Wednesday, February 20, 2008

Stroke in Young Adults

Stroke in young adults is surprisingly common. The differential diagnosis for potential etiologies is broader than that for older adults. Elements of the initial workup, including neuroimaging, bloodwork, and other ancillary studies, are reviewed. Emphasis is placed on areas in which the diagnostic approach to stroke in young adults differs from that for older patients. Clinical manifestations and management are usually similar to, but prognosis is often better than, those in an older population.

Introduction. This article will emphasize aspects of a diagnostic approach to young adults (up to 45 years of age) with stroke as it differs from a standard approach for older adults, with emphasis on initial work-up.

Stroke in young adults is surprisingly common. The annual stroke incidence was estimated at 34/100000 in Swedish adults under 55 years of age, and 10/100000 in a Mayo Clinic study of women ages 15 to 29. Ischemic stroke is much more common than hemorrhagic, the latter comprising 12% of strokes in the Lausanne registry for patients 30 to 45 years old.1 The ubiquity of stroke in young adults and its potential for devastating consequences mean that healthcare providers must have a high index of suspicion for stroke. This is especially true when a patient’s clinical picture is not easily explained otherwise.

Etiologies. The range of potential etiologies for stroke in young adults is broader than that for older adults. (Table) Like in older adults, stroke in younger adults is typically categorized as primarily ischemic or hemorrhagic. Ischemic etiologies include cardioembolic, atherosclerotic disease, and nonatherosclerotic cerebral vasculopathies. Hemorrhagic strokes include subarachnoid and intraparenchymal types. Of particular note in young adults are stroke causes such as hematologic disorders, substance abuse, trauma, dissections, oral contraceptive use, pregnancy and postpartum states, and migraine.
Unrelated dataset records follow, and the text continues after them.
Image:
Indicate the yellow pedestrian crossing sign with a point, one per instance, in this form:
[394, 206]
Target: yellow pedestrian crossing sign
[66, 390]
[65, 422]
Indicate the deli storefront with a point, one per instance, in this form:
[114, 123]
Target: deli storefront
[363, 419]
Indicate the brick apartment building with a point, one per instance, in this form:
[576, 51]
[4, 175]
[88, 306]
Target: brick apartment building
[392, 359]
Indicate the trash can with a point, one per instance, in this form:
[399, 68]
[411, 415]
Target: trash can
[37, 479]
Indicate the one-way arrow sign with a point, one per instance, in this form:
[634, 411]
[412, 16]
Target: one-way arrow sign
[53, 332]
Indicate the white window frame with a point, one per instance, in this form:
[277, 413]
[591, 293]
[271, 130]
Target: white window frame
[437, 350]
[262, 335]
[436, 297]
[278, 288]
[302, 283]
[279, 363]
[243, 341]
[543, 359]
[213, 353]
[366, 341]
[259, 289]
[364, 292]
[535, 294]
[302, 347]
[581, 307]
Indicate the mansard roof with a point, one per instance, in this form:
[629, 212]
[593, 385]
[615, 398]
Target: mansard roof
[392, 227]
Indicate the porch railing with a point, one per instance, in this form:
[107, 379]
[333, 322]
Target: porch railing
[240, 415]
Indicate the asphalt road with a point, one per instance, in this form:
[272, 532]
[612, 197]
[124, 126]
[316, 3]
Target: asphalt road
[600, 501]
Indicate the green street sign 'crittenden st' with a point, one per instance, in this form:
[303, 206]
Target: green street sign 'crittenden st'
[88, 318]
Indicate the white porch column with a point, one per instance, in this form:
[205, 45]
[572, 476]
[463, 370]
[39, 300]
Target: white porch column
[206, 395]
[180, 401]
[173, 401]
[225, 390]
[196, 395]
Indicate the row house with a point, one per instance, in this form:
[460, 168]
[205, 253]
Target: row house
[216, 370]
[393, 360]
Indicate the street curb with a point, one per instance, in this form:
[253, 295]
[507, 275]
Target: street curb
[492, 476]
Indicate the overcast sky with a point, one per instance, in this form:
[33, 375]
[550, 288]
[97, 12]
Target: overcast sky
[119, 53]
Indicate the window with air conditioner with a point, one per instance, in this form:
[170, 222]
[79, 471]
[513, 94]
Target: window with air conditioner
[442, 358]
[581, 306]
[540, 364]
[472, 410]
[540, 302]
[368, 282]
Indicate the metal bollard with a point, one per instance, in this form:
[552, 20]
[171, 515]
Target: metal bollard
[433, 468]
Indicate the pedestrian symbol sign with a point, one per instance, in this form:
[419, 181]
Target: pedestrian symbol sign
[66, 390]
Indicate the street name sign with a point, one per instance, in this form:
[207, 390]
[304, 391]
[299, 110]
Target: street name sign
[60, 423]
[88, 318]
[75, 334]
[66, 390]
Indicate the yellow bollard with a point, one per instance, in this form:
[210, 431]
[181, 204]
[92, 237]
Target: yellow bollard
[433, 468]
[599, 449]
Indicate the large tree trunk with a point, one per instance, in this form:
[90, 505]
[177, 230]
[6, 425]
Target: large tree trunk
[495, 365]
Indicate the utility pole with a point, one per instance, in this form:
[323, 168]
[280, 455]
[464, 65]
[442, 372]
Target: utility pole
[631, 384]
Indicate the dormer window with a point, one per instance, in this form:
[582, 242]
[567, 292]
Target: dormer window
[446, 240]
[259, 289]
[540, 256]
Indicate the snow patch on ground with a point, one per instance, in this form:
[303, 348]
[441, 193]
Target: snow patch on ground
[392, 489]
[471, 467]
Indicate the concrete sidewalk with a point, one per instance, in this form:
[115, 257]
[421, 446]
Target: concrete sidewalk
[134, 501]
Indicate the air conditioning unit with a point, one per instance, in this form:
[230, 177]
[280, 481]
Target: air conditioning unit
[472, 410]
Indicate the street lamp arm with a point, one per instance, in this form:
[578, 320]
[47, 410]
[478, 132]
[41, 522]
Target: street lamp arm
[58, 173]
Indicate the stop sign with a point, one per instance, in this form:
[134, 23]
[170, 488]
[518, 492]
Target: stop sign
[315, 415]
Table . Differential diagnosis of stroke in young adults (adapted from references 1, 2)

ISCHEMIC
Cardiac disease (including congenital, rheumatic valve disease, mitral valve prolapse, patent foramen ovale, endocarditis, atrial myxoma, arrhythmias, cardiac surgery)

Large vessel disease

  • Premature atherosclerosis
  • Dissection (spontaneous or traumatic)
  • Inherited metabolic diseases (homocystinuria, Fabry’s, pseudoxanthoma elasticum, MELAS syndrome)
  • Fibromuscular dysplasia
  • Infection (bacterial, fungal, tuberculosis, syphilis, Lyme)
  • Vasculitis (collagen vascular diseases — systemic lupus erythematosus, rheumatoid arthritis, Sjögren’s syndrome, polyarteritis nodosa; Takayasu’s disease, Wegener’s syndrome, cryoglobulinemia, sarcoidosis, inflammatory bowel disease, isolated central nervous system angiitis)
  • Moyamoya disease
  • Radiation
  • Toxic (illicit drugs — cocaine, heroin, phencyclidine; therapeutic drugs — L-asparaginase, cytosine arabinoside)

Small vessel disease

  • Vasculopathy (infectious, noninfectious, microangiopathy)

Hematologic disease

  • Sickle-cell disease
  • Leukemia
  • Hypercoagulable states (antiphospholipid antibody syndromes, deficiency of antithrombin III or protein S or C, resistance to activated protein C, increased factor VIII)
  • Disseminated intravascular coagulation
  • Thrombocytosis
  • Polycythemia vera
  • Thrombotic thrombocytopenic purpura
  • Venous occlusion (dehydration, parameningeal infection, meningitis, neoplasm, polycythemia, leukemia, inflammatory bowel disease)

Migraine

HEMORRHAGIC
Subarachnoid hemorrhage (cerebral aneurysm)
Intraparenchymal hemorrhage

  • Arteriovenous malformation
  • Neoplasm (primary central nervous system, metastatic, leukemia)
  • Hematologic (sickle-cell disease, neoplasm, thrombocytopenia)
    Moyamoya disease
  • Drug use (warfarin, amphetamines, cocaine, phenypropanolamine)
  • Iatrogenic (peri-procedural)

Clinical Manifestations. The clinical presentations for stroke in young adults are not unique to this age group. Sudden or subacute onset of neurologic symptoms referable to the brain should suggest stroke as a potential explanation. The presence of a given stroke risk factor does not assure that it is causative. Many young patients have multiple risk factors. Detailed history and examination, oriented toward common and uncommon etiologies, are especially important. Stroke mimics in the young adult population include multiple sclerosis and malignancy.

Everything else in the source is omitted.